= NCAA Productions =

NCAA Productions is the official film and television production company for the National Collegiate Athletic Association (NCAA).

==History==

===Football===
It was founded by Dick Snider as NCAA Films. One of the earliest programs to be produced was the television show College Football, the first Sunday morning show to nationally broadcast college football highlights.

From 1946 to 1970, Look published the Football Writers Association of America (FWAA) Team. After Look folded, the FWAA started a long association with NCAA Films, which produced a 30-minute television show and sold it to sponsors.

===Basketball===
In 1979, the NCAA Division I men's basketball tournament expanded to add Thursday-Friday first round games. Those games were done by NCAA Productions, who also did the regional semifinals in prior years.

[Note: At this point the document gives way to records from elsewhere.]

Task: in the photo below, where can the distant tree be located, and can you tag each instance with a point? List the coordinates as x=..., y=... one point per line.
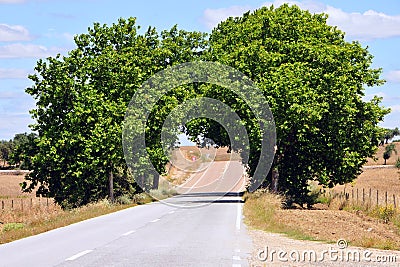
x=389, y=149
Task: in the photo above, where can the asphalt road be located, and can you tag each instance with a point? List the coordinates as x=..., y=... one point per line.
x=202, y=227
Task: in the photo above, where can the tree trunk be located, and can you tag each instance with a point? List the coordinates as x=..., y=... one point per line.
x=111, y=186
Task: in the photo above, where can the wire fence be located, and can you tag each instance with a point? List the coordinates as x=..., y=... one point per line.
x=369, y=198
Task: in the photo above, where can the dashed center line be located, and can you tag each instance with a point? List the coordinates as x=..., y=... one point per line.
x=128, y=233
x=80, y=254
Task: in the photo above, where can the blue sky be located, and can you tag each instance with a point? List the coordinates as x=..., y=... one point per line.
x=33, y=29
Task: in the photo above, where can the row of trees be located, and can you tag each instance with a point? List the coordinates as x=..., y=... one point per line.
x=313, y=79
x=18, y=151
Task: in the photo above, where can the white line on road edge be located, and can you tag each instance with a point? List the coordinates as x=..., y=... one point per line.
x=80, y=254
x=128, y=233
x=238, y=216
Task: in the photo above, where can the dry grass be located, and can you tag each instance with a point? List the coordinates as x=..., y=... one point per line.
x=262, y=211
x=379, y=156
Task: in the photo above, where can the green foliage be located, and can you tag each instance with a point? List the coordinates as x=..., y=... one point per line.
x=81, y=102
x=23, y=150
x=314, y=81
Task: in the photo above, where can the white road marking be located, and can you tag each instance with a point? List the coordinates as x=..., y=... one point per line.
x=128, y=233
x=238, y=216
x=80, y=254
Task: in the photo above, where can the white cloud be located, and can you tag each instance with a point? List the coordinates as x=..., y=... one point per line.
x=393, y=76
x=9, y=33
x=28, y=51
x=368, y=25
x=13, y=73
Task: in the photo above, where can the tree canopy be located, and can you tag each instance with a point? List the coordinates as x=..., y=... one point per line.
x=312, y=77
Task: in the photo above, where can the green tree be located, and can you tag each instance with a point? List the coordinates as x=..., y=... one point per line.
x=81, y=102
x=24, y=148
x=389, y=149
x=314, y=81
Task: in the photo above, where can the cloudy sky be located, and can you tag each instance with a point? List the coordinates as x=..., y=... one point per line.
x=33, y=29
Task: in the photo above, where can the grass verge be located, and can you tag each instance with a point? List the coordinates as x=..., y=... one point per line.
x=260, y=211
x=376, y=229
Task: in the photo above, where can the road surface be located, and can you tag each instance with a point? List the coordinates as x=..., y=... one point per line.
x=179, y=233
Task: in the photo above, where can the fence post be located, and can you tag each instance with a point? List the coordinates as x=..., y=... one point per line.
x=370, y=197
x=386, y=199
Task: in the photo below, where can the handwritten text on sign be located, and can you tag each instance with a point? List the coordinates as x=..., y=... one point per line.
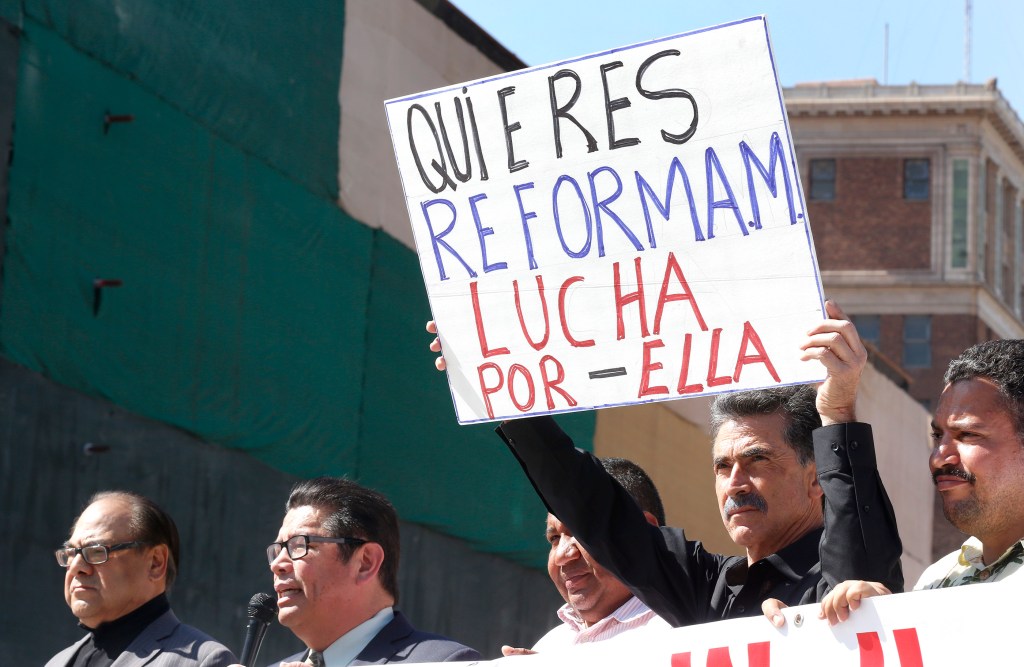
x=622, y=227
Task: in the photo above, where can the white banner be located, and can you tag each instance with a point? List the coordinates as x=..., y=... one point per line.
x=968, y=625
x=622, y=227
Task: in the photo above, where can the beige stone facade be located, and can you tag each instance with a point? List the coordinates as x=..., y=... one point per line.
x=934, y=269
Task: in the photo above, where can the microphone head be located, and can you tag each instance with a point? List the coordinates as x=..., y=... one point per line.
x=263, y=608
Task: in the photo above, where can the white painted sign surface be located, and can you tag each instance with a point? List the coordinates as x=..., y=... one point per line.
x=622, y=227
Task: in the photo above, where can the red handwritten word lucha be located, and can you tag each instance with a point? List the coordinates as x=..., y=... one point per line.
x=521, y=386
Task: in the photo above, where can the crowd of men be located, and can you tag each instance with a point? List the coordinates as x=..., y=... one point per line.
x=796, y=483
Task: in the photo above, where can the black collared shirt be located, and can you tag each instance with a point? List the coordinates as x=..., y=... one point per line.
x=108, y=640
x=679, y=579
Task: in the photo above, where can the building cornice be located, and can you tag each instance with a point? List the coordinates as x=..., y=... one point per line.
x=936, y=299
x=869, y=98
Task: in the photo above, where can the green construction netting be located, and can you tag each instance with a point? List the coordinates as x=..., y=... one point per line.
x=253, y=311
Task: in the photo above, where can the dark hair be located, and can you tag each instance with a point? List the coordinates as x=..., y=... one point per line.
x=354, y=511
x=637, y=484
x=795, y=404
x=148, y=524
x=1000, y=362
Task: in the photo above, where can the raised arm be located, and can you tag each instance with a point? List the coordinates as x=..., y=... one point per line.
x=659, y=566
x=860, y=541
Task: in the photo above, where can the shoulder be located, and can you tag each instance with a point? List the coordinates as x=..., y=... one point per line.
x=399, y=641
x=426, y=645
x=936, y=573
x=64, y=658
x=201, y=648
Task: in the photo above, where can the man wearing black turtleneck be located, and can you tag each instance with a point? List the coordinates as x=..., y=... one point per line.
x=121, y=558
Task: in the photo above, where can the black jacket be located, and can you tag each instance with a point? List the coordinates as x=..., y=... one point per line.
x=675, y=576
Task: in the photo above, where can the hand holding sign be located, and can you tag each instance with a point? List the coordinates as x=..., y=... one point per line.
x=836, y=343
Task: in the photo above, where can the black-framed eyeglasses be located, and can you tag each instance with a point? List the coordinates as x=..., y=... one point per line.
x=94, y=554
x=298, y=545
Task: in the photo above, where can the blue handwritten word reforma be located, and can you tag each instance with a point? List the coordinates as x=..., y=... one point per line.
x=596, y=207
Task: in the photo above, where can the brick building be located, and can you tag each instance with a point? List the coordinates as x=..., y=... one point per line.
x=915, y=197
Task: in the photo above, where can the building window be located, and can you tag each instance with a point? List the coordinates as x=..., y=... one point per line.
x=958, y=257
x=918, y=341
x=822, y=180
x=869, y=328
x=915, y=179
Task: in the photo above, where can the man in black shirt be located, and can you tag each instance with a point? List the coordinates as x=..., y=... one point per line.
x=121, y=558
x=805, y=527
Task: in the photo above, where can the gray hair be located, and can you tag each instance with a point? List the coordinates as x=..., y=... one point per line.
x=795, y=404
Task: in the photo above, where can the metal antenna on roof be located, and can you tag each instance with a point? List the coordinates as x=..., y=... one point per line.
x=967, y=41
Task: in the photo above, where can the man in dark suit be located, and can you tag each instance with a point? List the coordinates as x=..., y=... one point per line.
x=121, y=558
x=336, y=576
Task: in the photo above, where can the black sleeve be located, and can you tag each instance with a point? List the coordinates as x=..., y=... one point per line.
x=860, y=540
x=672, y=575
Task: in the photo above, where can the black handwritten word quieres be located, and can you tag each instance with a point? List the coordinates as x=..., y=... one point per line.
x=591, y=208
x=435, y=149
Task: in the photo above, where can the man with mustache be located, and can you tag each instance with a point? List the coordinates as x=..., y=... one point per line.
x=805, y=528
x=977, y=463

By the 1985 NCAA Division I men's basketball tournament (with four games being played at each first round site), NCAA Productions (who produced college basketball telecasts for ESPN) typically sent two announcer crews to each site to call two games each. During much of the 1980s, NCAA Productions televised and/or produced all tournament games which CBS did not carry. As previously mentioned, while ESPN provided a national audience for selected NCAA Productions (and sometimes, tape delayed) games, live telecasts were made available (via syndication) to local television stations in the participating markets.

==Commentators==
- Dan Bonner – He serves as an analyst for regular-season college basketball games for CBS Sports, ESPN (1987–2001) and Fox Sports Net and has called ACC games for Jefferson Pilot Sports since 1983. Bonner also filled that role for NCAA Productions' broadcasts of tournament games from 1985 through 1990.
- Mike Mayock – Mayock has experience covering college football for Prime Network, NCAA Productions, Prime Sports Radio and the Big East Conference.